Hic a patre crebro verberabatur
ex eo quod ydola contempnebat
nec ipsa adorare volebat;
quod audiens
Valerianus praefectus puerum accersivit
et sacrificare nolentem fustibus caedi iussit;
bracchia autem verberantium et manus praefecti
statim aruerunt.
Clamavitque praefectus:
"Vae mihi, quia manum amisi!"

(stained glass of this incident from St. Vitus Cathedral)

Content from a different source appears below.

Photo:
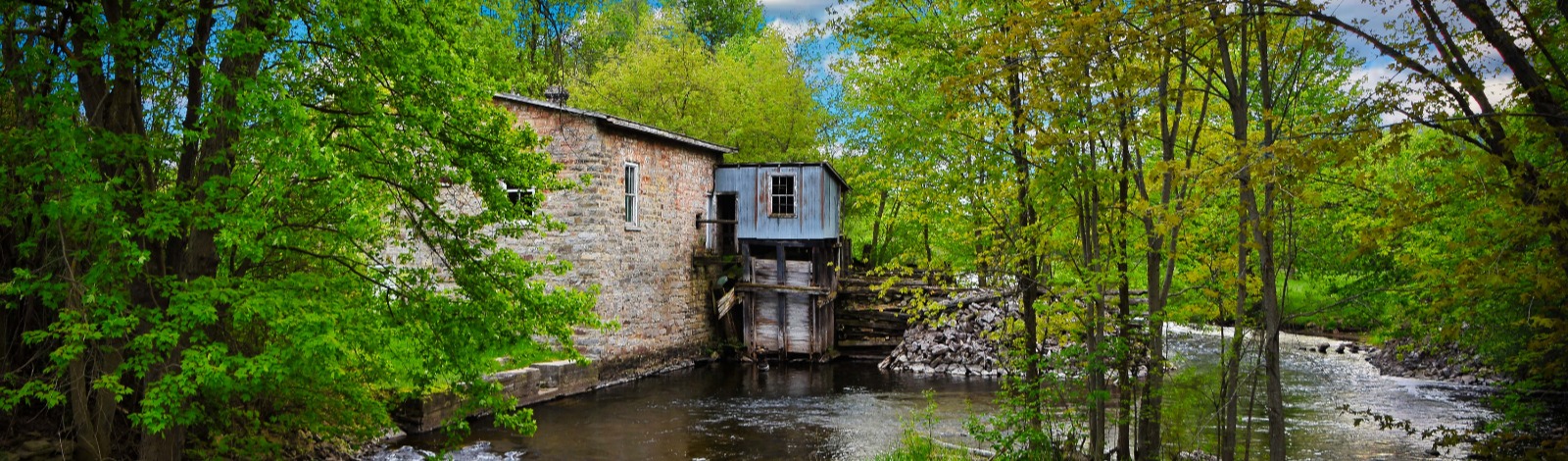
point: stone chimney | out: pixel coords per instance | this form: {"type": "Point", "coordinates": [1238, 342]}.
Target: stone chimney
{"type": "Point", "coordinates": [556, 94]}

Cui Vitus: "Accedant dii tui et te sanent, si possunt."
Cui ille: "Numquid et tu facere vales hoc?"
Cui Vitus: "In nomine dei mei valeo."
Statimque pro eo oravit et sanitatem sibi obtinuit.
Dixitque praefectus patri:
"Corripe puerum tuum ne male pereat."

Tunc eum in domum ducens
diversis musicorum generibus et puellarum lusibus
aliarumque deliciarum generibus
immutare animum pueri satagebat.
Cum autem eum in thalamum inclusisset,
mirabilis odoris fragrantia inde exiit,
quae patrem et totam familiam nimio odore perfudit.
Aspiciensque pater per ostium
vidit septem angelos circa infantem stantes
dixitque: "Dii venerunt in domum meam."
Statimque caecatus est.
Ad cuius clamorem tota civitas Lucana commota est
ita ut Valerianus accurreret
et quid sibi accideret interrogavit.
Cui ille: "Deos vidi igneos
et vultum eorum ferre non potui."

Ad templum igitur Iovis deducitur
et pro recuperatione luminis
taurum cum cornibus aureis pollicetur,
sed cum nihil proficeret
filium pro sua sanatione rogavit
et lumen suis precibus recuperavit.
Cum autem nec sic crederet,
sed potius filium occidere cogitaret,
angelus domini
Modesto pedagogo eius apparuit
et ut navem conscendens
puerum ad aliam terram deduceret
imperavit.
Quod cum fecisset,
aquila eis cibum afferebat
et multa ibidem miracula faciebant.

Interea filius Diocletiani imperatoris
a demone arripitur
et nisi Vitus Lucanus veniat
se nunquam exire fatetur.
Vitus quaeritur
et inventus ad imperatorem ducitur.
Cui Diocletianus: "Puer,
puerum meum sanare vales?"
Cui ille: "Non ego, sed dominus."
Statimque super eum manus imposuit
et protinus ab eo demon aufugit.
Et ait Diocletianus: "Puer,
consule tibi et diis sacrifica
ne mala morte intereas."
Quod cum ille recusaret
et in carcerem cum Modesto missus fuisset,
subito ferri moles
quae eis erat imposita cecidit
et carcer immenso lumine coruscavit.
Quod cum imperatori nuntiatum fuisset,
eductus in clibanum ardentem mittitur,
sed tamen illaesus egreditur.
Tunc leo terribilis ad eum devorandum mittitur,
sed tamen ab eo fidei virtute placatur.

Tandem ipse
cum Modesto et Crescentia nutrice sua,
quae semper eum secuta fuerat,
in equuleum suspendi iubetur,
sed subito aer turbatur, terra concutitur,
tonitrua mugiunt, ydolorum templa corruunt
et multos occidunt.
Imperator autem territur fugiens
pugnis se percutiebat dicens:
"Vae mihi, quod ab uno puero victus sum!"
Illi autem ab angelo continuo soluti
iuxta quoddam flumen se invenerunt
et ibidem pausantes et orantes
animas domino reddiderunt.
Quorum corpora ab aquilis custodita
Florentia illustris matrona
sancto Vito revelante reperit
et ea accipiens honorifice sepelivit.